Alternatively, or in addition, if permissible under local law, the Company
may
(1) sell or arrange for the sale of Shares that Optionee acquires to meet
the withholding obligation for Tax-Related Items, and/or (2) withhold in
Shares, provided that the Company only withholds the amount of Shares necessary
to satisfy the minimum withholding amount. In addition, Optionee shall pay
the
Company or the Employer any amount of Tax-Related Items that the Company or
the
Employer may be required to withhold as a result of Optionee's participation
in
the Plan or Optionee's purchase of Shares that cannot be satisfied by the means
previously described. The Company may refuse to honor the exercise and refuse
to
deliver the Shares if Optionee fails to comply with Optionee's obligations
in
connection with the Tax-Related Items. Optionee remains responsible for all
such
tax consequences and the Company shall not be deemed to provide any individual
tax advice with respect thereto.
9.
Optionee
Consents.
By
accepting the grant of this Option, Optionee acknowledges and agrees that:
(i) the
Plan is established voluntarily by the Company, it is discretionary in nature
and may be modified, amended, suspended or terminated by the Company at any
time
unless otherwise provided in the Plan or this Agreement;
(ii) the
grant of this Option is voluntary and occasional and does not create any
contractual or other right to receive future grants of Awards, or benefits
in
lieu of Awards, even if options have been granted repeatedly in the past;
(iii) all
decisions with respect to future grants, if any, will be at the sole discretion
of the Company;
(iv) Optionee's
participation in the Plan shall not create a right to further employment with
Employer and shall not interfere with the ability of Employer to terminate
Optionee's employment relationship at any time with or without cause and it
is
expressly agreed and understood that employment is terminable at the will of
either party, insofar as permitted by law;
(v) Optionee
is participating voluntarily in the Plan;
(vi) this
Option is an extraordinary item that does not constitute compensation of any
kind for services of any kind rendered to the Company or the Employer, and
is
outside the scope of Optionee's employment contract, if any; and this Option
is
not part of normal or expected compensation or salary for any purposes,
including, but not limited to calculating any severance, resignation,
termination, redundancy, end-of-service payments, bonuses, long-service awards,
pension or retirement benefits or similar payments insofar as permitted by
law;
(vii) in
the event that Optionee is not an employee of the Company, this Option grant
will not be interpreted to form an employment contract or relationship with
the
Company, and furthermore, this Option grant will not be interpreted to form
an
employment contract with the Employer or any Subsidiary or Affiliate of the
Company;
(viii) the
future value of the underlying Shares is unknown, may increase or decrease
in
the future, and cannot be predicted with certainty;
(x) in
consideration of the grant of this Option, no claim or entitlement to
compensation or damages shall arise from termination of this Option or
diminution in value of this Option or Shares purchased through exercise of
this
Option resulting from termination of Optionee's employment by the Company or
the
Employer (for any reason whatsoever and whether or not in breach of local labor
laws) and Optionee irrevocably releases the Company and the Employer from any
such claim that may arise; if, notwithstanding the foregoing, any such claim
is
found by a court of competent jurisdiction to have arisen, then, by accepting
the terms of this Agreement, Optionee shall be deemed irrevocably to have waived
any entitlement to pursue such claim; and
(xi) notwithstanding
any terms or conditions of the Plan to the contrary, in the event of involuntary
termination of Optionee's employment (whether or not in breach of local labor
laws), Optionee's right to receive options and vest in options under the Plan,
if any, will terminate effective as of the date that Optionee is no longer
actively employed and will not be extended by any notice period mandated under
local law (e.g., active employment would not include a period of "garden leave"

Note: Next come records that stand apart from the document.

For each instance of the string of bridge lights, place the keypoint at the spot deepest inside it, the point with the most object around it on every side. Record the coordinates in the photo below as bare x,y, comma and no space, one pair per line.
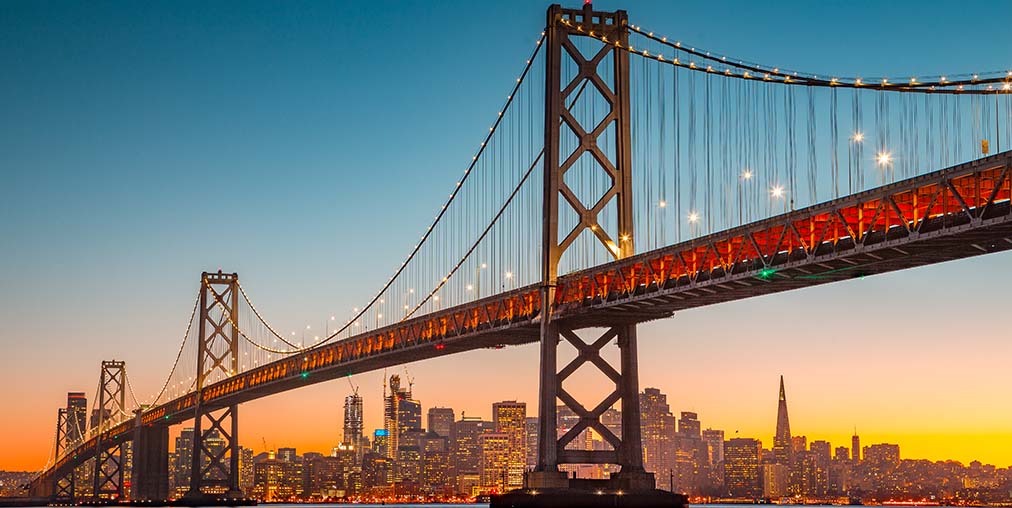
358,314
179,353
996,82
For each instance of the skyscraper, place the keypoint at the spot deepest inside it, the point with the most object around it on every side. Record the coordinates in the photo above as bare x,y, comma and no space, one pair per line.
401,413
466,451
714,445
741,468
494,467
657,430
353,424
781,440
510,418
184,450
77,415
531,442
440,421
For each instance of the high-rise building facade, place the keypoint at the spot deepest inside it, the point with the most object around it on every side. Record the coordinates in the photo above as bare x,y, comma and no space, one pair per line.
782,448
353,427
466,451
510,418
714,445
532,431
440,421
657,431
401,413
246,473
184,452
741,468
494,468
77,416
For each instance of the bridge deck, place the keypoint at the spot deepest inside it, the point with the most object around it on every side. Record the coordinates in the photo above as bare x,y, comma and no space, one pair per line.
955,213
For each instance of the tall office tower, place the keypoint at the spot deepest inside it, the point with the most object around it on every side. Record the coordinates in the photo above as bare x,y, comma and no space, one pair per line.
510,418
691,455
466,451
657,430
440,421
781,440
435,463
77,416
714,445
353,425
381,442
286,454
741,468
688,424
494,467
401,413
531,442
798,444
821,453
246,471
184,453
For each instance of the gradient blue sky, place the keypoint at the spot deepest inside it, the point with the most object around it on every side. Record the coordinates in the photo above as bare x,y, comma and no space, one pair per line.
306,144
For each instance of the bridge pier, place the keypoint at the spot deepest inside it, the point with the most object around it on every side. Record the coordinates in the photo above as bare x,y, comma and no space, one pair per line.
547,486
215,462
108,473
150,476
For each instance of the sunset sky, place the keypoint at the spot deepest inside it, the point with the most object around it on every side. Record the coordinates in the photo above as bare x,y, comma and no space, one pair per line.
305,145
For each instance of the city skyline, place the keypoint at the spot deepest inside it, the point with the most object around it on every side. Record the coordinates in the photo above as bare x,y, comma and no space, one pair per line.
934,386
448,458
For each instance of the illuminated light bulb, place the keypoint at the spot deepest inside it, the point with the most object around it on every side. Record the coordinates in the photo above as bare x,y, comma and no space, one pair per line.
883,158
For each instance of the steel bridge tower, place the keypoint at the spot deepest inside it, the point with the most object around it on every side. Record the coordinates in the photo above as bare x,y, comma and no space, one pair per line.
626,450
214,470
108,472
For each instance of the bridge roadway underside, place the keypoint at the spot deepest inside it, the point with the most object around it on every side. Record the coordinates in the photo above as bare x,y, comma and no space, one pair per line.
952,214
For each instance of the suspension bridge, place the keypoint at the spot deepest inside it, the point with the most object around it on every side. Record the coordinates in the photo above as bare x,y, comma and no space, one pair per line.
628,175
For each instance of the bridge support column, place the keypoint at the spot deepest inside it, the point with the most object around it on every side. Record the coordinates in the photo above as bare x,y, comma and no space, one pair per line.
108,473
64,488
609,221
150,476
215,462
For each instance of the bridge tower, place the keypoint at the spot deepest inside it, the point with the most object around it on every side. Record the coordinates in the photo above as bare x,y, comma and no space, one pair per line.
64,486
215,462
108,472
562,30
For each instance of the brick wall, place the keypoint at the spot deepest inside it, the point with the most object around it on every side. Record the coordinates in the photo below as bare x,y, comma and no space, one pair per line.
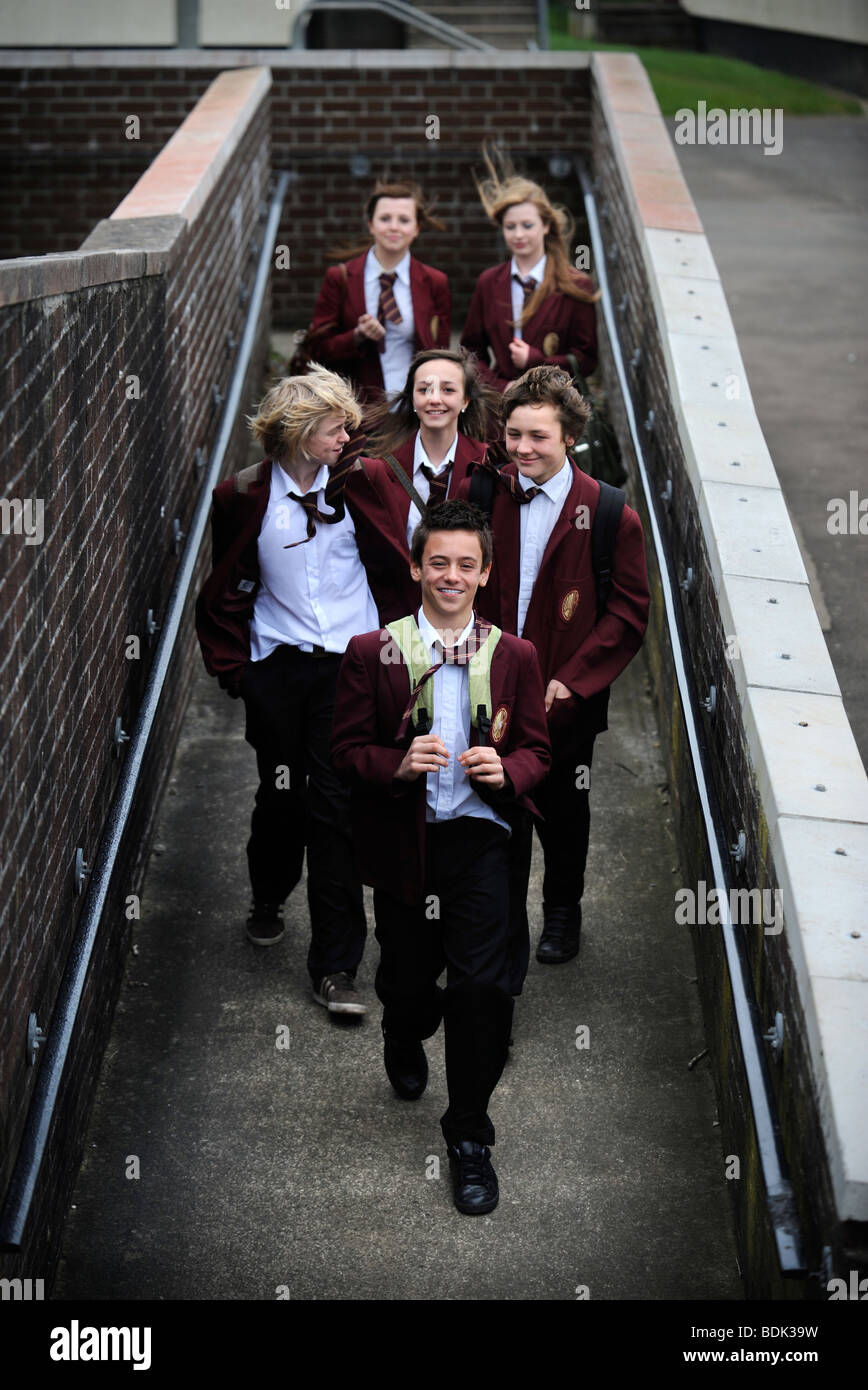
113,471
66,129
733,784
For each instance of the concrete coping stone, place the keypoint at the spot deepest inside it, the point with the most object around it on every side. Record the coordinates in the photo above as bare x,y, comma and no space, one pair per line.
41,277
192,160
811,783
288,59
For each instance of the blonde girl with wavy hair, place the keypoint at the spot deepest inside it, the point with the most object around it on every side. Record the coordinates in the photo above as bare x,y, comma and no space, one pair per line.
536,307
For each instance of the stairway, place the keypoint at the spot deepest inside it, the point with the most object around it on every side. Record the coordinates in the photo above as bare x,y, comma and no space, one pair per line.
509,24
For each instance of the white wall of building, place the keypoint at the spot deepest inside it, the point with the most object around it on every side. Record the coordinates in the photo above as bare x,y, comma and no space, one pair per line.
86,24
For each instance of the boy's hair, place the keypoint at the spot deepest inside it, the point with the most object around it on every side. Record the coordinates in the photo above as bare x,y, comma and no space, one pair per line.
294,409
452,514
550,387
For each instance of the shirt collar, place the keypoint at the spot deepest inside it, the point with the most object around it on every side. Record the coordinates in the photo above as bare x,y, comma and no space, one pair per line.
420,456
431,635
539,270
557,487
285,484
373,270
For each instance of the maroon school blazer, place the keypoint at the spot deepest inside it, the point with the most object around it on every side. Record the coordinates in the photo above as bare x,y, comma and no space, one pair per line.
340,305
388,816
559,325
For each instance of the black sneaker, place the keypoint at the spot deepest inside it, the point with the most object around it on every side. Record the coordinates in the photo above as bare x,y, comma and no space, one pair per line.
475,1186
266,923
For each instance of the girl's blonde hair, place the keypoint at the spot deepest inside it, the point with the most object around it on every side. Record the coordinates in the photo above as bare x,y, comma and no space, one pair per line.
292,410
504,189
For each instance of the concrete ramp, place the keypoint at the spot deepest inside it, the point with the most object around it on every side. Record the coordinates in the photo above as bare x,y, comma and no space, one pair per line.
273,1171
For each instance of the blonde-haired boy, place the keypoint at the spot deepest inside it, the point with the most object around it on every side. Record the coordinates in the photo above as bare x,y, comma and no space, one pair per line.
285,595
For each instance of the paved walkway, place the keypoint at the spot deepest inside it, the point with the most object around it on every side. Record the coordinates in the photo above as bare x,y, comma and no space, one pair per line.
299,1168
790,238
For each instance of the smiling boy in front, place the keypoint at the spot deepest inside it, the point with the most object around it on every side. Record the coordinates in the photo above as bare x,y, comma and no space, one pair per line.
440,723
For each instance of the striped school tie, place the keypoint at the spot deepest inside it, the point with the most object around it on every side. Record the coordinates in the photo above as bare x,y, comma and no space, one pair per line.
387,309
527,285
309,503
458,655
438,483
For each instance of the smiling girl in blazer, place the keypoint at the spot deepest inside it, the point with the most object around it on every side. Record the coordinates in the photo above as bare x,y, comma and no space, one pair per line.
534,307
422,446
376,310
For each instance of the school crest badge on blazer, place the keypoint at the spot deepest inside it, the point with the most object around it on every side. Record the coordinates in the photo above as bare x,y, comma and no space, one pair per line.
498,724
569,603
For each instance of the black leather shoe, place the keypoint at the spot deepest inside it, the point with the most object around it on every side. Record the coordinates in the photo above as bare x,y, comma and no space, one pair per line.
475,1184
559,940
406,1066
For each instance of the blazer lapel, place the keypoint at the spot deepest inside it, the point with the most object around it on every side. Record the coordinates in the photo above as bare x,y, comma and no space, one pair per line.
568,514
355,289
422,306
507,526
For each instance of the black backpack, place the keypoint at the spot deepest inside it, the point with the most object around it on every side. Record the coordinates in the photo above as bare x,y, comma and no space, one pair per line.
607,519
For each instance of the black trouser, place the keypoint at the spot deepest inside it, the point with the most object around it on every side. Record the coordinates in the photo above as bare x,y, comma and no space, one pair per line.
462,923
564,834
290,704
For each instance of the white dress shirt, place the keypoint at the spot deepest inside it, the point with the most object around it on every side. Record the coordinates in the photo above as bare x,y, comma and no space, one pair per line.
315,594
537,519
518,291
399,338
449,791
420,483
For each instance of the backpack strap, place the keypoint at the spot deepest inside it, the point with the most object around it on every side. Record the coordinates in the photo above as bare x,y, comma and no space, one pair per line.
253,473
607,519
481,489
405,483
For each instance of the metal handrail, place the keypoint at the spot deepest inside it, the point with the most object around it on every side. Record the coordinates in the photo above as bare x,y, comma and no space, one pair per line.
66,1008
397,10
782,1211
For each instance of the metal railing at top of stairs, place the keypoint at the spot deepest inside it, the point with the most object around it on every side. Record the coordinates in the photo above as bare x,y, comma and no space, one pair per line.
782,1211
38,1123
395,10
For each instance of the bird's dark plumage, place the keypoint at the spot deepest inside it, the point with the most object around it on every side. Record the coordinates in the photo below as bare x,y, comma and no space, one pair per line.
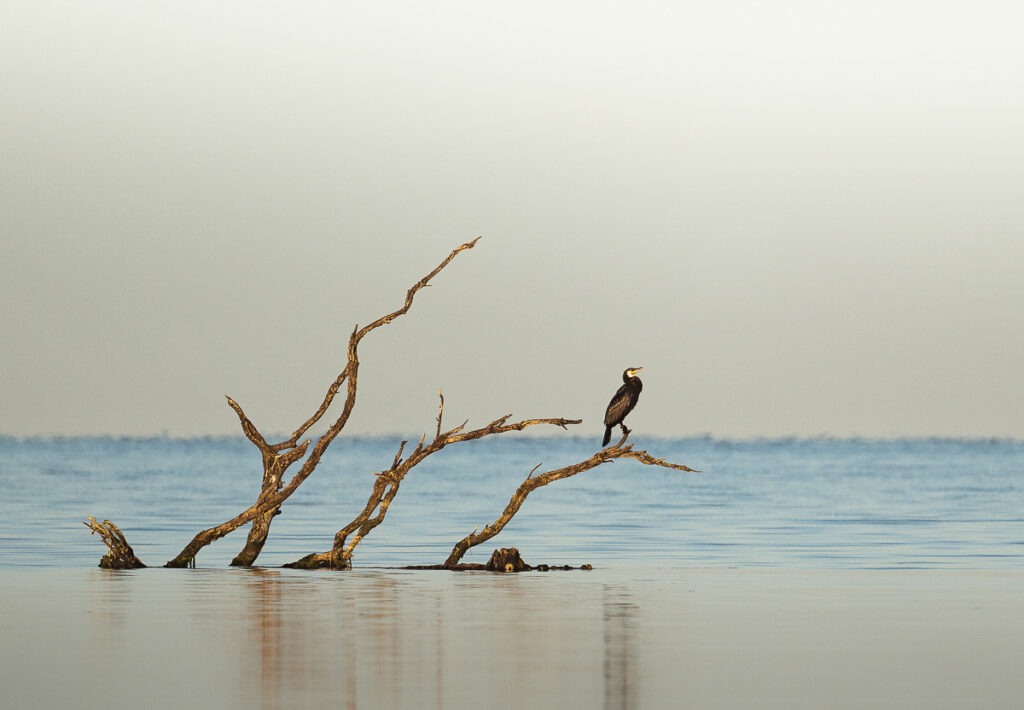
623,403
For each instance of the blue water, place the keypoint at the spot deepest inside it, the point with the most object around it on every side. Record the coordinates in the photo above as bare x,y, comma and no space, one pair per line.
778,503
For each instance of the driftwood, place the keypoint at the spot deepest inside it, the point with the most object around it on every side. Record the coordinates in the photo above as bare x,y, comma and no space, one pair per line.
386,485
120,555
619,451
278,457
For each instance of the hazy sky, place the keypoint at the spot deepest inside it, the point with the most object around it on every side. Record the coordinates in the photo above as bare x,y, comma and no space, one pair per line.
800,217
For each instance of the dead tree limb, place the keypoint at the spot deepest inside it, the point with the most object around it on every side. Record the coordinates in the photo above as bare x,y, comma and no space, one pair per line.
272,494
619,451
386,485
120,555
278,457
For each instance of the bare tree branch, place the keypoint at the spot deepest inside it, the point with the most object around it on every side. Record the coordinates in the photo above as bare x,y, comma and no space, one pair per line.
619,451
276,457
387,483
120,554
272,494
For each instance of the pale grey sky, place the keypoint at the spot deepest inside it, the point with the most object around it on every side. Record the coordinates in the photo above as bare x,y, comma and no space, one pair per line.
800,217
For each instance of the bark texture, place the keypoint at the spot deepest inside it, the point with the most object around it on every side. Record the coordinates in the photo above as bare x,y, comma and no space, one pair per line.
386,485
278,457
619,451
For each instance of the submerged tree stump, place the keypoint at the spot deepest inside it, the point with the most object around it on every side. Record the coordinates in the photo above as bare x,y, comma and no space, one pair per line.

or similar period pursuant to local law); furthermore, in the event of
involuntary termination of employment (whether or not in breach of local labor
laws), Optionee's right to exercise this Option after termination of employment,
if any, will be measured by the date of termination of Optionee's active
employment and will not be extended by any notice period mandated under local
law; the Administrator shall have the exclusive discretion to determine when
Optionee is no longer actively employed for purposes of this Option.
10.
Data
Transfer.
Optionee
explicitly and unambiguously consents to the collection, use and transfer,
in
electronic or other form, of Optionee's personal data as described in this
document by and among, as applicable, the Employer, and the Company and its
Subsidiaries and Affiliates for the exclusive purpose of implementing,
administering and managing Optionee's participation in the Plan. Optionee
understands that the Company, its Affiliates, its Subsidiaries and the Employer
hold certain personal information about Optionee, including, but not limited
to,
name, home address and telephone number, date of birth, social security or
insurance number (or other identification number), salary, nationality, job
title, any shares of stock or directorships held in the Company, details of
all
options or any other entitlement to shares of stock awarded, canceled,
purchased, exercised, vested, unvested or outstanding in Optionee's favor for
the purpose of implementing, managing and administering the Plan ("Data").
Optionee understands that the Data may be transferred to any third parties
assisting in the implementation, administration and management of the Plan,
that
these recipients may be located in Optionee's country or elsewhere and that
the
recipient country may have different data privacy laws and protections than
Optionee's country. Optionee may request a list with the names and addresses
of
any potential recipients of the Data by contacting the local human resources
representative. Optionee authorizes the recipients to receive, possess, use,
retain and transfer the Data, in electronic or other form, for the purposes
of
implementing, administering and managing Optionee's participation in the Plan,
including any requisite transfer of such Data, as may be required to a broker
or
other third party with whom Optionee may elect to deposit any Shares acquired
upon the exercise of this Option. Optionee understands that Data will be held
only as long as is necessary to implement, administer and manage participation
in the Plan. Optionee may, at any time, view Data, request additional
information about the storage and processing of the Data, require any necessary
amendments to the Data or refuse or withdraw the consents herein, in any case
without cost, by contacting the Stock Plan Administrator in writing. Optionee
understands that refusing or withdrawing consent may affect Optionee's ability
to participate in the Plan. For more information on the consequences of refusing
to consent or withdrawing consent, Optionee may contact the Stock Plan
Administrator at the Company.
11. Copies
of Plan Materials.
Optionee
acknowledges that Optionee has received a copy of the Plan from the Company.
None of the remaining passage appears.